The Secret to Great Teams

Loved this Hidden Brain episode on the secret to great teams, an interview with Anita Woolley at Carnegie Mellon.

Some highlights:

  • Groups have a collective intelligence. They are non-linear, “Complex Adaptive Systems” that involve the competence of individual members as well as the interaction between them. Different systems are better suited to different tasks.

  • There is a consistent ability for certain teams to work well across all different task types (and vice versa).

  • Individual intelligence didn’t have much of a relationship with the collective intelligence of the team. Personality types don’t have any correlation, either. Neuroticism could show up as a negative correlate of collective intelligence but it wasn’t very strong or consistent.

  • Cohesion isn’t a correlate of collective intelligence. Not all great teams enjoy each other’s company beyond the tasks required. (This is one of my favorites because I’ve been fascinated by how much the members of Monty Python disliked each other outside of work and yet they were one of the best comedy groups in history - whose individual work was less interesting than their teamwork).

  • The more women on the team, the more the collective intelligence of the team. Having teams entirely composed of women aren’t necessarily the best teams; instead, there’s a curvilinear effect. Majority female but gender diverse is best.

  • A reason for women resulting in better collective intelligence of the team could be that women have more social perceptiveness. Social Perceptiveness is a capability that individuals possess to pick up on subtle cues and draw inferences about what others are thinking or feeling. In teamwork this helps them to anticipate how others might react and use this to facilitate communication and coordination (and collaboration) of the group. Effective groups pay attention to one another and social perceptiveness is a marker for collective intelligence and group performance.

  • Teams with higher collective intelligence are not dominated by a single individual; there is roughly equal involvement in the group’s collaboration.

  • Video conferencing is less effective than audio meetings (without video). Video disrupts synchrony and sentiment - people were distracted. It led to more unequal contribution to the conversation and more likely for people to dominate.

  • The person with the lowest scoring social perceptiveness will set the bar for the group and bring down the collective intelligence. They cause significant disruption that forces the team to compensate.

  • Transactive Memory - teammates memorize different areas of a shared experience to build up a more complete story or memory map of a situation. The more effective teams (subconsciously, even) fall into a pattern of coordinating and expanding the amount of information that they can collectively manage. The best teams create more effective transactive memory systems.

  • Does fresh blood enhance the team (the effectiveness of turnover vs stability)? Lower turnover is ideal for well-performing teams in the first five years because teams get better performing during that time. They build shared components of the system; it’s important to learn how to do things together. Bringing in new people can be disruptive to the process, particularly too early in the team’s formation. You don’t want to disrupt the beneficial processes.

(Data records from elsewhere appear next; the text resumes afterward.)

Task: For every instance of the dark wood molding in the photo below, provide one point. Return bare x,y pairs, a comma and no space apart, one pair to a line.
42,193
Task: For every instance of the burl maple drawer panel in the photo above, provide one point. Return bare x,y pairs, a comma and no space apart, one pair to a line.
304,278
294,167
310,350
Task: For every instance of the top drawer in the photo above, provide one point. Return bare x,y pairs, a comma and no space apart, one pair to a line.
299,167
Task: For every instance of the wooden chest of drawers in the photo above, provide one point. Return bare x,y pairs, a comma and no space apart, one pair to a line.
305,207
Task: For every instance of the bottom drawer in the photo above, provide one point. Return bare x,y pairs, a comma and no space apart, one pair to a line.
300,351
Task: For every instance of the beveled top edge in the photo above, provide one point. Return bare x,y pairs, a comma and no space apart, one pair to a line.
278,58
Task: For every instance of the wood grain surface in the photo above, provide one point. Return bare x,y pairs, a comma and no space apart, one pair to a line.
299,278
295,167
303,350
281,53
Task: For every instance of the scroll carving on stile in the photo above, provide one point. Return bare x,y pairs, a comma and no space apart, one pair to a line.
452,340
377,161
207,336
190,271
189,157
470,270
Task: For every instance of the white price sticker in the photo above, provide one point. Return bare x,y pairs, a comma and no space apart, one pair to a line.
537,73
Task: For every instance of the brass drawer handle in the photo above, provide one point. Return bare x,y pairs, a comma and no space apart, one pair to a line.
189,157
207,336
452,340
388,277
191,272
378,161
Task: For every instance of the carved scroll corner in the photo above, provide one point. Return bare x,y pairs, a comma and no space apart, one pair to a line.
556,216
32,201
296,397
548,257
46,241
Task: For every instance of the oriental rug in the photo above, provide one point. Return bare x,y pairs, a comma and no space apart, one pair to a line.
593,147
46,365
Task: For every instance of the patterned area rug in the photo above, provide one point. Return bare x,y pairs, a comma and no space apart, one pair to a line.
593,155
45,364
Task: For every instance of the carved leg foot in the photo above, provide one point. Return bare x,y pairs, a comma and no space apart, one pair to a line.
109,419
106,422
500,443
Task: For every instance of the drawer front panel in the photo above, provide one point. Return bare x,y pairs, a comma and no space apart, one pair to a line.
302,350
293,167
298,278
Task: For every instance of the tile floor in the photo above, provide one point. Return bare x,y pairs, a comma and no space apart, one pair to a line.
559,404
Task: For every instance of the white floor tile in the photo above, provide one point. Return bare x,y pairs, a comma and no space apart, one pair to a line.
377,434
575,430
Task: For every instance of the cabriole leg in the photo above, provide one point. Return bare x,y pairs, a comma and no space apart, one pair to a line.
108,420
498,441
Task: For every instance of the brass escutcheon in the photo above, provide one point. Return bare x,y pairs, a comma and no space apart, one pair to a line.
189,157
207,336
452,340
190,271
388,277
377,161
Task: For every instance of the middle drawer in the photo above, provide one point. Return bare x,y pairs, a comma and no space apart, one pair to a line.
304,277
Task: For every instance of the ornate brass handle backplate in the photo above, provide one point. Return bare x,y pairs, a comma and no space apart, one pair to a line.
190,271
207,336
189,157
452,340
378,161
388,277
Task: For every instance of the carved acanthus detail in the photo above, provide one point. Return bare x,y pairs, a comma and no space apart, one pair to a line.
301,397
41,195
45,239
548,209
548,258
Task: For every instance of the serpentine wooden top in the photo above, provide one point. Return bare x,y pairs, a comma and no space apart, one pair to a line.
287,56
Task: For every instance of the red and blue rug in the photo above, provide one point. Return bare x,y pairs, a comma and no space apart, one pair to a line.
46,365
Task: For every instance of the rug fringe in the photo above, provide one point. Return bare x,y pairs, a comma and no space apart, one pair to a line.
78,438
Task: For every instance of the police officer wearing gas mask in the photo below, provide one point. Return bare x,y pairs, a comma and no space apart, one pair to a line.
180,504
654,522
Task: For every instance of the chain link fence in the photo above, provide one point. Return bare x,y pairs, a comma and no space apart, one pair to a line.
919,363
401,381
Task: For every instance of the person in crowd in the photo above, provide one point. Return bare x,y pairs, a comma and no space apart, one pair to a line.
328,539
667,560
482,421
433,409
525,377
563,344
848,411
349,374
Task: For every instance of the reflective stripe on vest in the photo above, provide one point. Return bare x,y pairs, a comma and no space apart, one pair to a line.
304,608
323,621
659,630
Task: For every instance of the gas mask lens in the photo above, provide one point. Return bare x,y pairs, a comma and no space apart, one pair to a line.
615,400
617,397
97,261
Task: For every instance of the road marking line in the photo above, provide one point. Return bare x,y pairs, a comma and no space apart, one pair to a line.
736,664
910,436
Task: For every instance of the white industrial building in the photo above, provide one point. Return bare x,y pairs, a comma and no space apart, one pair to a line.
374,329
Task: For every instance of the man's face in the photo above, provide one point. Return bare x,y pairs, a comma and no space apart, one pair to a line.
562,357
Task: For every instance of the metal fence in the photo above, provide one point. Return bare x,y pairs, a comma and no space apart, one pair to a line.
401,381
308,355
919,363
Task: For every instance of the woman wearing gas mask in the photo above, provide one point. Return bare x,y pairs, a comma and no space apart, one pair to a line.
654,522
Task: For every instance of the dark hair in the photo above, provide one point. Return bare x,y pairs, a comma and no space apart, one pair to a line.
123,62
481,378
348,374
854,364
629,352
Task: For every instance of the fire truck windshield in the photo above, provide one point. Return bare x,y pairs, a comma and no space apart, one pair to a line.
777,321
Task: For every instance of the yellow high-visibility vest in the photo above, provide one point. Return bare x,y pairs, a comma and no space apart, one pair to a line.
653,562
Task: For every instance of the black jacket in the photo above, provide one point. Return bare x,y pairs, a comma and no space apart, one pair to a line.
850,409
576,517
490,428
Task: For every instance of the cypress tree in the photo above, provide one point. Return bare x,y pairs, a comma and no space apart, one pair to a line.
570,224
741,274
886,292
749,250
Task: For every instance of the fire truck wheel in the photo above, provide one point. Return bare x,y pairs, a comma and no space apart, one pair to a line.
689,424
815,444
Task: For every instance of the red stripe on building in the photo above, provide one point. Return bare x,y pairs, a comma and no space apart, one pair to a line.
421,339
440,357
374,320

  • What are we doing? Why are we doing it? What do we think we are trying to accomplish? Is this really the best way to accomplish that? These are the questions that collectively intelligent teams often ask themselves.


I listened to this yesterday D - at your urging; you did a terrific job summarizing the key takeaways. I agree with a lot of what was discussed. In my own experience, the best teams are definitely balanced in terms of gender, experience, perspectives, and areas of expertise. However, some of the things I’ve noticed in my own case is the high level of productivity (and camaraderie!) I’ve experienced with bright, creative, open-minded individuals who have high degrees of emotional IQ and a shared vision; even corporate culture affiniity in terms of alignment with the company’s mission and values. When there’s shared intention and commitment, there’s a desire to engage, lean-in and co-create with much greater outcomes. My two cents!